Newly Created “Capital Acquisition Broker” Rule Reduces Regulatory Burdens on Some Broker-Dealers

Lauren Mack Broker Dealer Registration, Compliance, FINRA, SEC

By Greg Caramenico and Lauren Mack

On August 18th, the Securities and Exchange Commission (“SEC”) approved a Financial Industry Regulatory Authority Inc. (“FINRA”) rule that establishes less burdensome regulations for “Capital Acquisition Brokers” (“CABs”), which are a subclass of broker-dealers that engage only in limited activities. CABs can elect to be governed by the new rules by converting their current FINRA membership or by submitting a new membership application.

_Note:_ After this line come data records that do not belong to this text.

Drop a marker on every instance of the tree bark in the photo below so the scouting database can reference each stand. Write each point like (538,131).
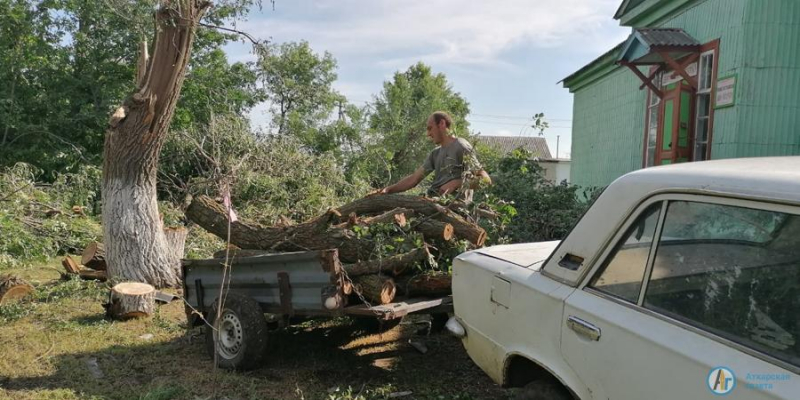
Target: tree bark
(13,288)
(376,289)
(396,216)
(70,265)
(93,256)
(132,300)
(394,265)
(426,284)
(176,247)
(313,235)
(433,229)
(135,244)
(462,228)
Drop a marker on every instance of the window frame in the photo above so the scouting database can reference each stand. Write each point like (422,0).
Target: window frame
(709,47)
(665,199)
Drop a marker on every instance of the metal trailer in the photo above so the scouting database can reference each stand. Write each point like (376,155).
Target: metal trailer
(284,285)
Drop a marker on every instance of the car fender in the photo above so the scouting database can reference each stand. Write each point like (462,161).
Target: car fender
(560,370)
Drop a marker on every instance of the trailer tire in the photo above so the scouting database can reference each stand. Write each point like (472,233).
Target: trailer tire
(243,333)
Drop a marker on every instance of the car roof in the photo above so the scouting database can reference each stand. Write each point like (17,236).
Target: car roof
(776,178)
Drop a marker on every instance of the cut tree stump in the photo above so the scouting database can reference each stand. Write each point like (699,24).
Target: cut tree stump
(94,256)
(13,288)
(433,229)
(131,300)
(376,289)
(70,265)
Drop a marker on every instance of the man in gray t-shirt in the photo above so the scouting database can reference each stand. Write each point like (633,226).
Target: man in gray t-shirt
(449,161)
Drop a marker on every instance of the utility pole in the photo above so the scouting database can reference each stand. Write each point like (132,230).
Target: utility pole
(558,138)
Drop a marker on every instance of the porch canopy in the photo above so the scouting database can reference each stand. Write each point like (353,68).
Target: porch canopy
(664,47)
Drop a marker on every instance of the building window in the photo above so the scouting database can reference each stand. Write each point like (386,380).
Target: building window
(703,117)
(652,128)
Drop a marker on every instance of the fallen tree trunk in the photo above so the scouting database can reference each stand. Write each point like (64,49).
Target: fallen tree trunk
(93,256)
(427,284)
(240,253)
(70,265)
(13,288)
(396,216)
(394,265)
(376,289)
(313,235)
(131,300)
(433,229)
(421,206)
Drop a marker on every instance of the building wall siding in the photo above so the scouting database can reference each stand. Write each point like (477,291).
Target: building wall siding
(768,87)
(608,116)
(608,129)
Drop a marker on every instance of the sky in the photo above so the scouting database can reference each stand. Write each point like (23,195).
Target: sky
(505,57)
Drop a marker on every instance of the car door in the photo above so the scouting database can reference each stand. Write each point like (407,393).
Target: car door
(694,298)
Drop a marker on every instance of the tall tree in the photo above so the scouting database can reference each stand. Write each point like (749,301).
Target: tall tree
(298,83)
(66,64)
(400,114)
(136,248)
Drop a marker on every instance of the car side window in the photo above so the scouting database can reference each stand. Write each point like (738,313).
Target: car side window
(732,271)
(623,272)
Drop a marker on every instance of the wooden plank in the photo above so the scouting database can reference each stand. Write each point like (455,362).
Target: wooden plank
(396,309)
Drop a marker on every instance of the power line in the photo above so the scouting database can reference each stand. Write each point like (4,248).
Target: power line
(517,124)
(518,117)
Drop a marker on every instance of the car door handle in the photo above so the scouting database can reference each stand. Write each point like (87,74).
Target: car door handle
(583,328)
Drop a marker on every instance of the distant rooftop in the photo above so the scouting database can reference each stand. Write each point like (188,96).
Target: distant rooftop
(506,144)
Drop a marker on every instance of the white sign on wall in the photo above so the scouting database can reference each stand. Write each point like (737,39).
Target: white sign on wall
(726,91)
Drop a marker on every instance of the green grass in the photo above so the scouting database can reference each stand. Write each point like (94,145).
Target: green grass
(58,345)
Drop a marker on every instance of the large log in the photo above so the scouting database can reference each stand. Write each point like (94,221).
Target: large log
(131,300)
(94,256)
(376,289)
(377,204)
(433,283)
(316,234)
(395,216)
(13,288)
(433,229)
(70,265)
(394,265)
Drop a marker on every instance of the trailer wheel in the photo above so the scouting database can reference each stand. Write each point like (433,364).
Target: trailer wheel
(241,336)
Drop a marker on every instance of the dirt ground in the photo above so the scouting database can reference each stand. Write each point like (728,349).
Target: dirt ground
(59,346)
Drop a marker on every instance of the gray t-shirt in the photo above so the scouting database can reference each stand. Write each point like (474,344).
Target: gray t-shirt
(449,162)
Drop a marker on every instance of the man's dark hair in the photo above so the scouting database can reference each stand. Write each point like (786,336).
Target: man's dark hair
(442,116)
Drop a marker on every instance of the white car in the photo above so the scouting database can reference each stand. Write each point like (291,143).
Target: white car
(680,282)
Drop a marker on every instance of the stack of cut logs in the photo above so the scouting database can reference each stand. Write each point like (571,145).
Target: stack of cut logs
(93,263)
(378,279)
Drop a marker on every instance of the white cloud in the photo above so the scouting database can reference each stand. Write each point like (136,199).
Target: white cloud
(441,31)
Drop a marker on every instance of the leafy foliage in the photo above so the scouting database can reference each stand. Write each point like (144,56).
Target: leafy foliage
(543,210)
(398,143)
(39,221)
(66,64)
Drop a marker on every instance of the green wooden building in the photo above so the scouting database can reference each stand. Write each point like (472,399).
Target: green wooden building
(696,80)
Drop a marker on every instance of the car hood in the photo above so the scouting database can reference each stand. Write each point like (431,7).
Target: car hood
(528,255)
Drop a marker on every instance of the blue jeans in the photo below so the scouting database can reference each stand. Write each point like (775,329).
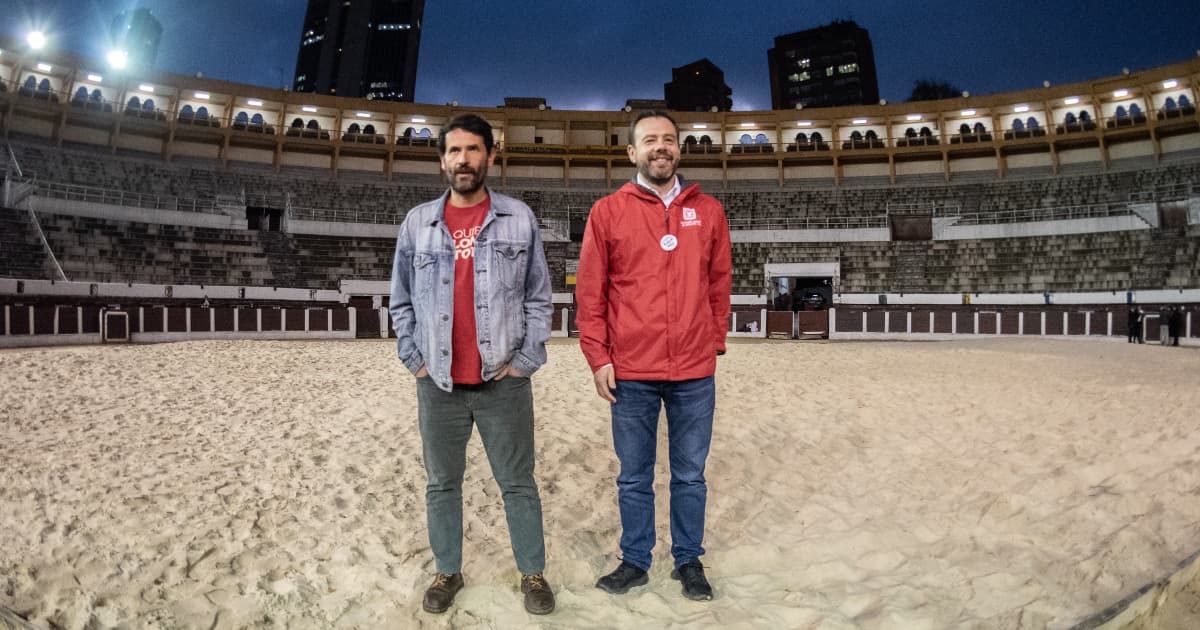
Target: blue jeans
(635,421)
(503,412)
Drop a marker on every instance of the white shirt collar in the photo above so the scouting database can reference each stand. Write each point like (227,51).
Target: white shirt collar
(666,198)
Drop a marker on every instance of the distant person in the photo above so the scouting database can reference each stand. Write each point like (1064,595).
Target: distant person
(1137,316)
(1174,324)
(471,304)
(653,293)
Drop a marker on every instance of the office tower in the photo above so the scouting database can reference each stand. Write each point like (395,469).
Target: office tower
(826,66)
(697,87)
(360,48)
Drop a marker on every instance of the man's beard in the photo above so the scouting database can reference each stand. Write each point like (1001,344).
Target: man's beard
(469,185)
(645,171)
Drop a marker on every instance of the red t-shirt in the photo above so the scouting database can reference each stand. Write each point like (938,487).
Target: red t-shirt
(465,225)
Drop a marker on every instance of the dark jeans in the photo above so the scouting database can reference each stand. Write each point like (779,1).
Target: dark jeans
(503,412)
(635,420)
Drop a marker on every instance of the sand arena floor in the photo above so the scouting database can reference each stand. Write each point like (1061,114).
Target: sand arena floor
(993,484)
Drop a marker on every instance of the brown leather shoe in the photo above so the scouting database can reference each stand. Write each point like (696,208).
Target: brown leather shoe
(539,598)
(441,593)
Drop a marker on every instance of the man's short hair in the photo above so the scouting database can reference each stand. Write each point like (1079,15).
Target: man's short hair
(468,123)
(646,114)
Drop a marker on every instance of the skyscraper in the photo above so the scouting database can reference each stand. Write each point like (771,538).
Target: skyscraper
(697,87)
(137,33)
(360,48)
(826,66)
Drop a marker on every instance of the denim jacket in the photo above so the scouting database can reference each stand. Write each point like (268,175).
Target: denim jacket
(513,299)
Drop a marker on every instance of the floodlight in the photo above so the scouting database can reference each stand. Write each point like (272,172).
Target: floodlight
(118,59)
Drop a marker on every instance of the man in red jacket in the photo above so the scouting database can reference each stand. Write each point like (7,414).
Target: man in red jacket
(653,293)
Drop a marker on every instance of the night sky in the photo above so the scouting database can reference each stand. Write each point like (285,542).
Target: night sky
(594,54)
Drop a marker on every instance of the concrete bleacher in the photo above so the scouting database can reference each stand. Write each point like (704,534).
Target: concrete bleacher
(1097,262)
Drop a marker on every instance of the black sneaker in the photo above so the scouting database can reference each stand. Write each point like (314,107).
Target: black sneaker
(695,586)
(625,577)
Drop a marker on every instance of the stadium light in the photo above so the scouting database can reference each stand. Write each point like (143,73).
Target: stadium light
(118,59)
(36,40)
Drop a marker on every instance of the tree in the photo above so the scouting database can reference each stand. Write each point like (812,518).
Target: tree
(934,90)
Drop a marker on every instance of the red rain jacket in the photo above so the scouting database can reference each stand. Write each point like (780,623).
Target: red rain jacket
(654,315)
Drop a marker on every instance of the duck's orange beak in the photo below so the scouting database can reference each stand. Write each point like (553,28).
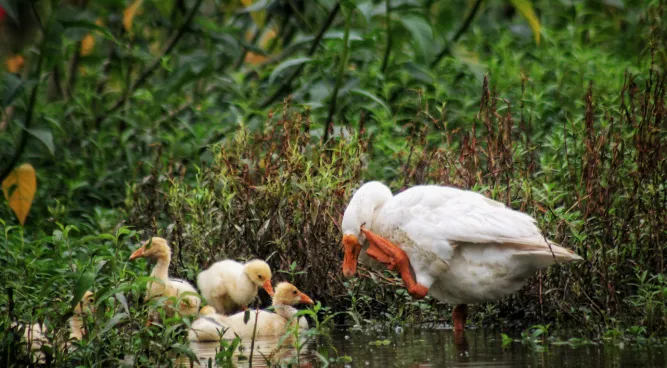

Under the new rule, a CAB is defined as any broker engaging solely in at least one of the following activities:

  • Advising an issuer (including a private fund) concerning its securities offerings or other capital raising activities;
  • Advising a company regarding its purchase or sale of a business or assets or regarding its corporate restructuring, including a going-private transaction, divestiture or merger;
  • Advising a company regarding its selection of an investment banker;
  • Providing fairness opinions, valuation services, expert testimony, litigation support, and negotiation and structuring services;
  • Assisting in the preparation of offering materials on behalf of an issuer;
  • Qualifying, identifying, soliciting, or acting as a placement agent or finder:
    • on behalf of an issuer in connection with a sale of newly-issued, unregistered securities to institutional investors (which includes banks, insurance companies, registered investment companies, governmental entities, any person with assets of at least $50 million, and “qualified purchasers” as defined in Section 2(a)(51) of the Investment Company Act of 1940), or
    • on behalf of an issuer or control person in connection with a change of control of a privately-held company; and
  • Effecting securities transactions solely in connection with the transfer of ownership and control of a privately held company consistent with the limitations in the SEC’s 2014 M&A Broker no-action letter.

FINRA expressly excludes from the definition of a CAB any broker that:

  • Carries or acts as an introducing broker with respect to customer accounts;
  • Holds or handles customers’ funds or securities;
  • Accepts orders from customers to purchase or sell securities either as principal or as agent for the customer (except as otherwise permitted by CAB rules);
  • Has investment discretion on behalf of any customer;
  • Engages in proprietary trading of securities or market-making activities;
  • Participates in or maintains an online platform in connection with offerings of unregistered securities pursuant to Regulation Crowdfunding or Regulation A under the Securities Act of 1933; or
  • Effects securities transactions that will require the broker or dealer to report the transaction under the FINRA Rules 6300 Series, 6400 Series, 6500 Series, 6600 Series, 6700 Series, 7300 Series or 7400 Series.

The new rules require CABs to comply with many of the same rules as non-CAB broker-dealers, including (i) having registered personnel who have qualified through FINRA exams; (ii) maintaining minimum net capital requirements; (iii) filing quarterly FOCUS reports; (iv) undergoing annual audits; (v) maintaining Securities Investor Protection Corporation membership; (vi) undergoing or subjecting themselves to FINRA exams, investigations, and arbitration; (vii) maintaining certain written supervisory procedures; and (viii) establishing policies requiring an independent anti-money laundering review every two years.

CAB registrants can streamline their filing process and are subject to fewer compliance requirements than standard broker-dealers. Unlike non-CAB broker-dealers, CABs will not be required to file advertising materials, perform annual compliance meetings, or obtain annual CEO Certifications.

Although the new CAB rules will help some funds spend less on compliance and streamline their advisory roles, CAB status limits other fundraising activities.  These restrictions might overshadow the benefits for smaller funds. For instance, the CAB rules will not allow a fund sponsor registered as a CAB to engage in any broker-dealer activities with respect to sponsors marketing 3(c)(7) funds. Additionally, the CAB rules prohibit a CAB’s associated person from engaging in private securities transactions. Fund sponsors who need to engage in such transactions (such as selling securities separate from the CAB) would not be allowed to do so and keep their registration status. CABs also cannot raise capital from accredited investors unless they are also qualified purchasers.  Small funds in which the managers occupy different roles might find too many conflicts with CAB regulations for this to be a feasible type of broker registration.  Nonetheless, this new registration option may prove useful for funds that need to engage in some broker-dealer activities but do not manage customer funds.